In the present case, India Cast Media Distribution (Petitioner) v. Mplex Networks Pvt. Ltd (Respondent), both parties entered into seven different agreements for seven different territories for the subscription for a certain amount of money which the respondent failed to pay to the petitioner. The Case of the petitioners is that they are entitled to the amount of money claimed in each of the petitions because there is no denying that parties were having an interconnect agreement during the relevant time; invoices were being raised as per subscription. As a result, to claim the outstanding dues, seven different petitions have been filed by the petitioner against the respondent as different contract took place between them for all the territories.
Arguments presented by the parties
The first defence taken by the respondent is that the agreements were terminated by the respondent for Hubli area on 5.11.2014 and for Rest of Karnataka (Rok) on 10.11.2014. To this plea, the petitioners gave a categorical answer that there was no indication that prior public notice of 20 days as required by the Regulations had been given by the respondent.

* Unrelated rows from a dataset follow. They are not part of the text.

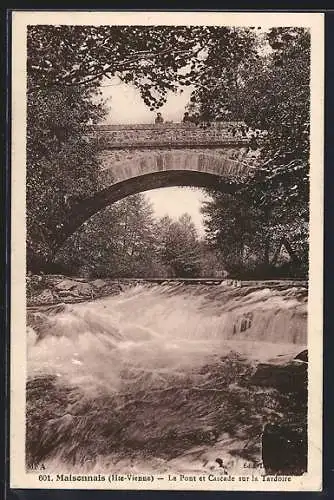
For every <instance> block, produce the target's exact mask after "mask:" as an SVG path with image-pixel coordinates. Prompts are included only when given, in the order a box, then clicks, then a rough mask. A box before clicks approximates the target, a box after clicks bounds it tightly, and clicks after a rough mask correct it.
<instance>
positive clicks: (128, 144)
mask: <svg viewBox="0 0 334 500" xmlns="http://www.w3.org/2000/svg"><path fill="white" fill-rule="evenodd" d="M242 125H243V124H242V123H241V122H220V123H212V124H208V125H207V126H206V128H201V127H199V126H195V125H193V124H191V123H189V124H183V123H163V124H143V125H140V124H136V125H96V126H90V127H89V134H91V135H93V136H94V137H95V138H96V140H97V142H98V147H99V162H100V171H99V172H98V189H97V191H96V192H95V193H93V194H92V195H91V196H89V197H87V198H86V199H84V200H80V201H78V202H77V203H75V204H74V205H73V206H72V207H71V210H70V213H69V215H68V218H67V221H66V222H65V223H64V224H63V226H62V228H61V229H60V230H58V235H57V244H58V245H59V244H61V243H62V242H63V241H64V240H65V239H66V238H67V237H68V236H70V235H71V234H72V233H73V232H74V231H75V230H76V229H77V228H78V227H79V226H80V225H81V224H83V223H84V222H85V221H86V220H87V219H88V218H89V217H91V216H92V215H94V214H95V213H96V212H98V211H99V210H102V209H103V208H105V207H106V206H108V205H110V204H112V203H115V202H116V201H119V200H120V199H122V198H124V197H126V196H129V195H131V194H135V193H138V192H142V191H147V190H150V189H155V188H159V187H170V186H194V187H212V188H216V189H219V190H223V191H228V192H232V191H233V190H234V189H236V187H237V186H239V185H240V184H241V183H242V182H244V181H245V179H246V178H247V177H248V176H249V175H250V174H251V173H252V171H253V169H254V168H256V164H257V157H258V153H259V151H258V150H257V148H254V146H253V148H252V147H250V145H249V142H250V141H249V139H248V138H247V137H244V136H243V135H242V134H241V133H240V127H241V126H242Z"/></svg>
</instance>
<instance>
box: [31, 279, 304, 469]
mask: <svg viewBox="0 0 334 500" xmlns="http://www.w3.org/2000/svg"><path fill="white" fill-rule="evenodd" d="M306 309H307V304H306V294H305V293H304V292H303V291H301V290H299V289H288V290H284V291H278V290H273V289H265V288H264V289H260V290H256V289H254V290H253V291H252V290H251V289H244V288H241V289H225V288H222V287H217V286H214V287H205V286H197V285H196V286H193V285H188V286H155V287H144V286H137V287H134V288H132V289H129V290H128V291H126V292H124V293H122V294H120V295H118V296H113V297H108V298H105V299H101V300H98V301H95V302H90V303H82V304H76V305H66V306H65V308H64V311H63V312H60V313H58V314H55V315H50V314H49V315H47V316H46V315H45V314H43V312H40V313H35V318H34V321H33V322H32V326H31V327H30V328H29V331H28V375H29V383H28V423H29V425H28V430H27V441H28V450H29V446H30V452H29V453H30V459H31V460H33V461H34V462H36V461H39V460H43V461H44V462H45V460H48V461H49V463H50V464H54V467H55V468H57V469H58V470H59V467H61V468H62V470H71V471H73V468H74V469H76V470H79V471H81V470H101V468H105V467H109V466H110V464H112V467H113V470H115V471H116V472H117V471H123V472H127V471H129V470H131V471H133V470H136V471H138V470H139V471H142V472H145V471H149V470H151V471H152V470H153V471H154V472H159V471H160V472H161V471H162V472H163V471H167V470H177V471H203V468H204V469H205V468H206V467H211V468H212V467H216V466H217V464H216V463H215V456H216V455H217V456H219V457H221V456H224V457H225V461H227V462H228V461H229V463H230V467H229V470H230V471H234V472H235V469H238V468H240V467H242V463H243V462H244V460H245V458H244V456H247V454H246V455H245V453H243V451H242V450H244V449H245V448H244V447H245V446H246V447H247V446H248V444H247V443H248V442H249V441H250V438H251V439H253V440H255V441H256V439H257V437H258V435H259V433H260V432H261V426H262V425H263V423H265V419H266V418H267V416H266V399H268V394H270V391H269V392H268V391H267V392H266V391H263V390H261V391H260V390H259V389H257V390H253V389H251V388H249V387H245V386H243V381H244V380H246V379H247V377H249V374H250V373H252V370H253V371H254V367H256V365H257V364H258V363H259V362H260V361H265V360H268V359H270V358H272V357H274V356H276V355H283V354H297V353H298V352H300V351H301V350H302V349H303V347H304V346H305V345H306V343H307V339H306V312H307V311H306ZM275 412H276V413H277V415H279V414H280V409H279V408H274V409H273V414H275ZM55 434H56V435H57V436H58V438H57V439H56V440H55V438H54V436H55ZM52 439H53V440H52ZM29 443H30V445H29ZM253 444H254V443H253ZM251 446H252V443H251ZM253 448H254V449H252V450H249V453H248V455H249V458H248V460H250V461H251V462H254V461H256V460H258V459H259V448H258V440H257V442H256V443H255V445H254V446H253ZM238 449H239V452H238ZM233 450H234V451H233ZM246 451H247V448H246ZM216 458H217V457H216Z"/></svg>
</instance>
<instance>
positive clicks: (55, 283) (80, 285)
mask: <svg viewBox="0 0 334 500" xmlns="http://www.w3.org/2000/svg"><path fill="white" fill-rule="evenodd" d="M127 286H128V285H127V284H124V283H120V281H119V280H115V279H92V280H90V279H86V278H68V277H65V276H63V275H32V276H28V277H27V280H26V294H27V306H28V307H34V306H49V305H53V304H59V303H62V302H63V303H71V304H72V303H76V302H83V301H86V300H94V299H98V298H102V297H106V296H109V295H117V294H118V293H120V292H121V291H123V290H124V289H125V288H126V287H127Z"/></svg>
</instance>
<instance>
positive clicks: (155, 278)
mask: <svg viewBox="0 0 334 500" xmlns="http://www.w3.org/2000/svg"><path fill="white" fill-rule="evenodd" d="M137 284H145V286H154V285H164V284H166V285H170V284H172V285H174V286H177V285H178V284H182V285H187V286H194V285H196V286H199V287H206V288H208V287H212V286H215V287H216V286H220V287H228V288H231V289H233V288H236V289H239V288H244V287H247V289H248V291H252V290H253V289H262V288H275V289H277V290H286V289H288V288H291V287H298V289H299V290H301V291H303V290H304V292H305V293H307V288H308V282H307V281H306V280H293V279H291V280H290V279H289V280H288V279H285V280H267V281H255V280H254V281H241V280H228V279H227V280H226V279H225V280H223V279H206V278H191V279H189V278H180V279H166V278H151V279H135V278H132V279H126V278H121V279H114V278H103V279H88V278H81V277H75V278H74V277H68V276H64V275H61V274H58V275H56V274H46V275H31V276H27V280H26V285H27V288H26V290H27V306H28V307H29V308H35V307H38V308H40V307H41V306H45V307H47V306H52V305H56V304H61V303H65V304H75V303H80V302H86V301H92V300H96V299H100V298H103V297H108V296H112V295H118V294H119V293H121V292H124V291H126V290H128V289H129V288H132V287H133V286H136V285H137Z"/></svg>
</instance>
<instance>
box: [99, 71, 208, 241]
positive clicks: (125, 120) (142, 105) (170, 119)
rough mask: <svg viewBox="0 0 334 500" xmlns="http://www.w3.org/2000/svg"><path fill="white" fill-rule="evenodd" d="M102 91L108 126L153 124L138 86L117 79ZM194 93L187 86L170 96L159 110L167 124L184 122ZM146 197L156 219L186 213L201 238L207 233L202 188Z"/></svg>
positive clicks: (147, 193)
mask: <svg viewBox="0 0 334 500" xmlns="http://www.w3.org/2000/svg"><path fill="white" fill-rule="evenodd" d="M101 90H102V92H103V97H104V99H107V100H108V101H107V106H108V109H109V112H108V115H107V117H106V119H105V122H106V123H110V124H112V123H113V124H124V123H154V119H155V116H156V113H155V112H152V111H150V110H149V108H148V107H147V106H146V105H145V103H144V102H143V100H142V99H141V97H140V94H139V91H138V90H137V89H136V88H135V87H133V86H131V85H126V84H123V83H120V82H119V81H118V80H117V79H116V78H115V79H112V80H108V81H106V82H105V83H104V86H103V87H102V89H101ZM191 90H192V89H191V87H185V90H184V92H182V93H180V92H178V93H172V92H170V93H169V95H168V97H167V102H166V104H165V105H164V106H163V107H161V108H160V109H159V111H160V112H161V113H162V116H163V117H164V119H165V121H173V122H180V121H181V120H182V117H183V114H184V111H185V107H186V105H187V104H188V102H189V97H190V93H191ZM145 195H146V197H147V198H148V200H149V201H150V203H151V204H152V206H153V210H154V213H155V215H156V217H163V216H164V215H169V216H170V217H172V218H178V217H179V216H180V215H182V214H183V213H185V212H187V213H188V214H189V215H191V217H192V219H193V222H194V224H195V226H196V228H197V231H198V233H199V235H201V236H202V235H203V234H204V226H203V217H202V215H201V213H200V208H201V205H202V202H203V201H204V200H205V199H208V196H207V195H206V194H205V193H204V192H203V191H202V190H201V189H194V188H184V187H182V188H178V187H171V188H159V189H154V190H151V191H146V192H145Z"/></svg>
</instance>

The request for Hubli was accepted and deactivation of signals was done on 30.11.2014, for rest of the areas, there was the exchange of e-mails as evident from an e-mail dated 30.12.2014 and, therefore, deactivation had to be delayed and was effected on 8.1.2015. Therefore, the petitioner argued that their defence is without substance. The other defence raised by the respondent was that petitioners have omitted to consider and take into account a payment of Rs. 25 lakhs through two RTGSs dated 2nd and 9th July 2014, The petitioner claimed that the defence is dishonest because it has been well explained with the help of e-mails that payment of Rs. 25 lakhs was in respect of renewal of HCE agreement for the period 1.4.2014 to 31,3.2015 and was totally unconnected to the agreements which are subject matter of these petitions. E-mails of April, May and June 2014 clearly show that RTGSs transfers were made when a cheque for that amount was not presented on instructions of the respondent and the payments were for HCE agreements which as per rejoinder/MA related to the distribution of signals to certain commercial entities such as hotels. Therefore, the second defence of the respondent is out of substance.
The court in its order directed the respondent to pay the sum of Rs. 93,851.86 for the first petition, Rs. 619,775.13 for the second, Rs. 12,85,260.52 for third, Rs. 356,124.46 for fourth, Rs. 64,585.12 for fifth, Rs. 1,73,797.85 for sixth and Rs. 1,06,895,32 for seventh petition respectively within two months from today, failing which the petitions shall be entitled to realize the decretal amounts along with interest through appropriate execution proceeding. The petitioners have also claimed for interest @ 18% per annum. However, following recent judgments of the Tribunal in several similar petitions, interest is allowed but only @ 9% per annum for the period since the filing of the petitions, which will be treated to begin from April 2015 till the date of realization.